What is the aetiology and epidemiology of MND?

A

They are of unknown aetiology and rare, affecting 2 per 100,000. Mean age of onset is 55 years. 5–10% have family history with autosomal dominant inheritance.

51
Q

What are the clinical features of MND?

A

Weakness in limbs (focal or asymmetrical). Speech slurring or reduction in volume. Swallowing disturbance (choking in food, nasal regurgitation). There may be behavioural changes such as disinhibition and emotional liability.

On examination, there are a combination of UMN and LMN signs, asymmetrically.
• UMN signs include: Brisk reflexes, spastic weakness, and extensor plantars.
• LMN signs include: Muscle wasting, fasciculations, flaccid weakness, depressed or absent reflexes.

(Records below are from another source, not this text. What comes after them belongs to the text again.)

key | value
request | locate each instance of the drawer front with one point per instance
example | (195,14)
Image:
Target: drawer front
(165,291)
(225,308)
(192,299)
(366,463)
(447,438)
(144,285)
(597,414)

Sensory examination should be normal.

52
Q

How is MND investigated?

A

Investigation
Investigations are aimed to exclude other causes of combined UMN and LMN symptoms:
• Bloods (CK may be increased)
• EMG (Electromyography) measures the electrical activity generated by muscles. It shows acute and chronic denervation.
• Nerve conduction studies are often normal (???)
• MRI to exclude cord or root compression, or a brain lesion for bulbar palsy variant.